Loaded with chocolate, these delicious cupcakes are a can't-miss treat everyone will love!
One of the first recipes I ever made was Cocoa Fudge Cake from Betty Crocker’s NEW Boys and Girls Cookbook. My parents were out celebrating their anniversary, and I was home with the babysitter. While she was watching television, I snuck into the kitchen to bake a chocolate cake.
I left the cake on the counter for Mom and Dad to discover when they came home. They pretended not to notice that it was like a hockey puck. But my love for cooking was born. And all these years later, baking is still how I tell the people in my life that I care.
I loved reading my cookbook and would dream of what I would make next. It gave detailed instructions and was super easy to follow.
I still sit and read cookbooks for fun. Looking over my tattered and torn cookbook, I decided to revisit that cake and give it a new twist. Cocoa Fudge Cake became Chocolate Truffle Cupcakes. It is decadent chocolate cake filled with chocolate truffle ganache and topped with chocolate buttercream frosting.
Make the chocolate cake from scratch or use Betty Crocker’s Milk Chocolate Cake Mix.
Place 1/3 cup batter into lined cupcake tins. Bake for 25 minutes or until a toothpick inserted in the center comes out clean.
For ganache, mix together cream, chocolate chips and chocolate liqueur in a medium saucepan over medium-high heat. Refrigerate 1 hour.

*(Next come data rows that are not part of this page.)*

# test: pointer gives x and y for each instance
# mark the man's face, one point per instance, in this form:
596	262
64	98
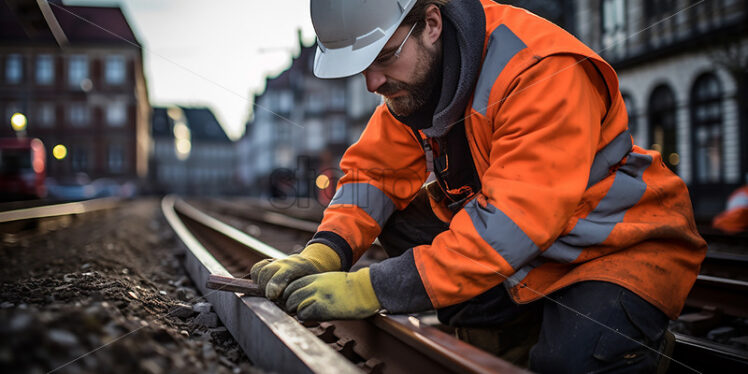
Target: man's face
407	82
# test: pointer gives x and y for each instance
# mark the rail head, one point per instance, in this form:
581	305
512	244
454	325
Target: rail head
56	210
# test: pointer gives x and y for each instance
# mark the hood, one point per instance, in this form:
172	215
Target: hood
462	53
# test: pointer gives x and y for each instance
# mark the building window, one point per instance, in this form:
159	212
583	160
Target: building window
662	126
45	69
337	130
660	9
706	122
114	70
614	26
13	68
315	139
46	115
116	158
77	70
116	114
79	115
79	159
631	112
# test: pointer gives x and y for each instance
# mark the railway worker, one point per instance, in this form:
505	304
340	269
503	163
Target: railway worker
546	235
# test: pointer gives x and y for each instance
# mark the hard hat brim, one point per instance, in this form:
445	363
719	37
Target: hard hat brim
345	62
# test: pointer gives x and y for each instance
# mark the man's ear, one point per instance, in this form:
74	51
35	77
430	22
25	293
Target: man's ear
433	30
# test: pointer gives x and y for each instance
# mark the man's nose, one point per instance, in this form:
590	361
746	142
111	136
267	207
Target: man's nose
374	79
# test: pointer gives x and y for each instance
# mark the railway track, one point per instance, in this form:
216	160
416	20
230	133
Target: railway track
17	224
275	341
726	296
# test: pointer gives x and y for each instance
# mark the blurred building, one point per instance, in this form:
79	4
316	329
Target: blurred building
191	153
301	126
76	73
683	68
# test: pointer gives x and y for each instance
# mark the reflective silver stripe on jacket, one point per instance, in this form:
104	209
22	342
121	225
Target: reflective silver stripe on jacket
367	197
503	44
504	236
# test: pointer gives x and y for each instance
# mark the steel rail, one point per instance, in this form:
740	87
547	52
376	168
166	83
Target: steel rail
728	295
56	210
392	344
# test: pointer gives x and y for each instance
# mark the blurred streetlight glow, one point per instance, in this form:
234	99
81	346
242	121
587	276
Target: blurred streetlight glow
183	148
59	151
18	121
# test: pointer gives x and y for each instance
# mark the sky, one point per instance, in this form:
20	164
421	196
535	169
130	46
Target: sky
215	53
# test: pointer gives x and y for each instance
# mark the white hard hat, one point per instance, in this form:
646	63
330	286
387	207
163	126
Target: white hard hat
351	33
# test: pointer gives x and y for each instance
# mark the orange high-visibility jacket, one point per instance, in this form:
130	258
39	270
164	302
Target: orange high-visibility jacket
566	197
735	217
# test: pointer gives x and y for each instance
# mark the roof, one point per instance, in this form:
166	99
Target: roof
87	24
19	23
24	21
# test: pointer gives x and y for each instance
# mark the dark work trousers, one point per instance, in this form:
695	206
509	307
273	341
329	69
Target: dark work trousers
587	327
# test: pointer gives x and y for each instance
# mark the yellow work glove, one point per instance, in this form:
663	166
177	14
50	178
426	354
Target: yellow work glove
274	275
332	295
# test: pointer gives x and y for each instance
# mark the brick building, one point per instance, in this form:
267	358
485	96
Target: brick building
76	72
683	68
191	153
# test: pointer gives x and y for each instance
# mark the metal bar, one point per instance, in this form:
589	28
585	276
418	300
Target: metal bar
270	338
245	286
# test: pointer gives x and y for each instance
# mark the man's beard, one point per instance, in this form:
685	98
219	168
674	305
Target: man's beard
417	93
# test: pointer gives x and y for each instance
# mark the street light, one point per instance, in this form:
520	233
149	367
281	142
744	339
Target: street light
18	121
59	151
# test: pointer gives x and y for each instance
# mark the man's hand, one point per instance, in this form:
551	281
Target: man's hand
332	295
274	275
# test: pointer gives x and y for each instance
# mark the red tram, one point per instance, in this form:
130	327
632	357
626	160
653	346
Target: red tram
22	169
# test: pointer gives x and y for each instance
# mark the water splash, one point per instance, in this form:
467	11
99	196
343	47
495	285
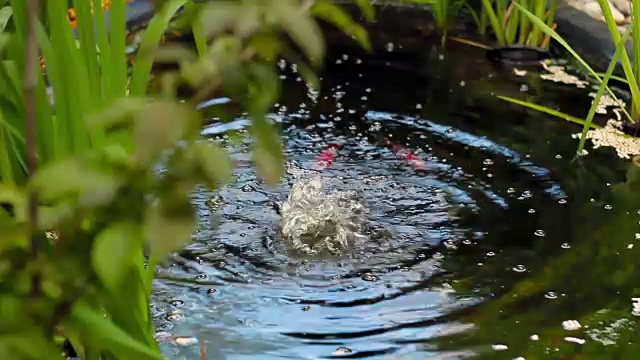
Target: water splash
317	221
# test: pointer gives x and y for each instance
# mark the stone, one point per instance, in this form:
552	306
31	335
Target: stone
623	5
592	8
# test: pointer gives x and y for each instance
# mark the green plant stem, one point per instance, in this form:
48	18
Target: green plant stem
30	84
601	90
624	57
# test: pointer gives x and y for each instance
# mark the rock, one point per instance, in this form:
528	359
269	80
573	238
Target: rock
623	5
589	37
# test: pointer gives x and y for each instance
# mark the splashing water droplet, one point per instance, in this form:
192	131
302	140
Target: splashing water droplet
519	268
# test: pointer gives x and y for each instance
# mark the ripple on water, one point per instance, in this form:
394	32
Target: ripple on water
376	297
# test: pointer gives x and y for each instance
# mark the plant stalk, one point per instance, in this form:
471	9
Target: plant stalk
30	85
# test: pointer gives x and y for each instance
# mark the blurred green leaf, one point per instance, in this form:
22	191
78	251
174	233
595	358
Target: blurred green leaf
105	335
167	232
113	252
218	15
328	11
301	27
28	344
89	184
366	6
159	126
5	16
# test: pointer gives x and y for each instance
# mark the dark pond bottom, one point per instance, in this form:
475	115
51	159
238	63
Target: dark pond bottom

Use a small ice cream scoop to scoop out a small ball of the cupcake from the center.
Place a small scoop of the chocolate ganache in the center.
Using a standing or hand mixer, mix together the buttercream frosting. Place the frosting in a pastry bag fitted with a #1M or #2D tip. Place the bag inside a tall glass to make filling it easier.
Place a large dollop in the center and then circle around twice to form a rose.
This new cupcake will be a treat to chocolate lovers!